Governo aposta na aprovação de MP com ajustes no Congresso, mesmo com mudanças na taxação
Nesta quarta-feira (1º), o líder do governo no Senado, Jaques Wagner (PT-BA), comentou sobre a tramitação da Medida Provisória (MP) 1.174, que busca elevar a taxação de bets e aplicações financeiras. Segundo Wagner, o Congresso deve aprovar uma versão da MP diferente da desejada pelo Executivo, mas acredita que os parlamentares garantirão a aprovação dentro do prazo, que termina na próxima quarta-feira (8).
A MP, publicada em 11 de junho, é uma tentativa do governo de compensar perdas de arrecadação após recuos em parte do aumento do Imposto sobre Operações Financeiras (IOF). Ela propõe aumentar a tributação sobre bets, criar impostos sobre ganhos com títulos atualmente isentos, além de ajustar alíquotas de outras aplicações financeiras e implementar medidas de contenção de despesas.

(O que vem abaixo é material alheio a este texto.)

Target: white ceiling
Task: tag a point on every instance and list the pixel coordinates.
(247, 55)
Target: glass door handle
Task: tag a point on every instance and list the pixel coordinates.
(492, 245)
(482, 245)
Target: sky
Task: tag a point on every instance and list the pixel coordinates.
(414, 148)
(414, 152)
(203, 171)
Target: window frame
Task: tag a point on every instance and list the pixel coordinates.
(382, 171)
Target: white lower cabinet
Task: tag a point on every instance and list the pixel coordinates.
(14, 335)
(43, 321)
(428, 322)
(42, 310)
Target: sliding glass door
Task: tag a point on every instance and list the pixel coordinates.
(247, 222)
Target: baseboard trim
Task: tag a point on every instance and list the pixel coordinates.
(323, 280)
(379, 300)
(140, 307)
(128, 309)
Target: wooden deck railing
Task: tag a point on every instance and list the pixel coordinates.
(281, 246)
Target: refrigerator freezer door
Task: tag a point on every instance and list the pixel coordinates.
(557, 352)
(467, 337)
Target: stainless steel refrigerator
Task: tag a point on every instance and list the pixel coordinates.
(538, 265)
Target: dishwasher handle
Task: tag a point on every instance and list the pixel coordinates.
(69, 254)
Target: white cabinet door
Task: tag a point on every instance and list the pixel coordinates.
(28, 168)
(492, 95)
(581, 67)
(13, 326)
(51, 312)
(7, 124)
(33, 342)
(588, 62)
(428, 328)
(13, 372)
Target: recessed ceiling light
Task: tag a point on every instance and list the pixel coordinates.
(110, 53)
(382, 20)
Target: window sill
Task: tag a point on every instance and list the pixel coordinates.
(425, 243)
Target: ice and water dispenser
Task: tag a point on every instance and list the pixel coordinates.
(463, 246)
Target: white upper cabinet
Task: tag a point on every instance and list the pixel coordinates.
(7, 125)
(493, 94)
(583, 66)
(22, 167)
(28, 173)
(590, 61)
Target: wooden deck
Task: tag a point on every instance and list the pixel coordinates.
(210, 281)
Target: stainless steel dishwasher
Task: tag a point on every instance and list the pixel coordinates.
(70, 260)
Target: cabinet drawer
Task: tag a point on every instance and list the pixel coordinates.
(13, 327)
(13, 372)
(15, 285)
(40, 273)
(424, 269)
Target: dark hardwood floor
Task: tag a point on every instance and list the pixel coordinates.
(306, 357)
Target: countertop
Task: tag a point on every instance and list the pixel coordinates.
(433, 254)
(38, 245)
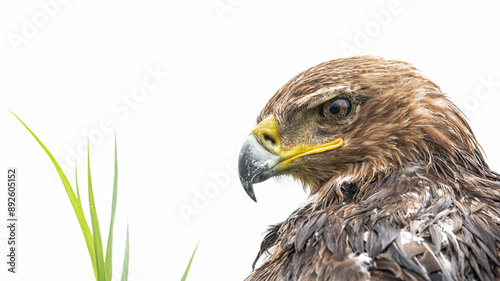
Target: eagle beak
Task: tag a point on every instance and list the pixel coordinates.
(263, 157)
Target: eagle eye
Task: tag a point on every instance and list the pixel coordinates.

Wagner destacou o esforço do relator, deputado Carlos Zarattini (PT-SP), na busca por um entendimento que permita a aprovação do texto. Embora admita que o resultado possa não ser exatamente o que o governo deseja, o líder do governo acredita que um acordo será alcançado, evitando que a MP perca validade.
A estimativa do relator é que a medida possa gerar uma arrecadação de aproximadamente R$ 20 bilhões e uma redução de despesas de cerca de R$ 15 bilhões, totalizando um impacto fiscal de R$ 35 bilhões. Assim, mesmo com ajustes possíveis, a expectativa é que a MP cumpra seu papel de ajudar o país a alcançar suas metas fiscais.
Com o prazo apertado, o cenário revela a importância do diálogo entre Executivo e Legislativo para aprovar medidas que impactam o equilíbrio das contas públicas, mesmo diante de ajustes e negociações em andamento.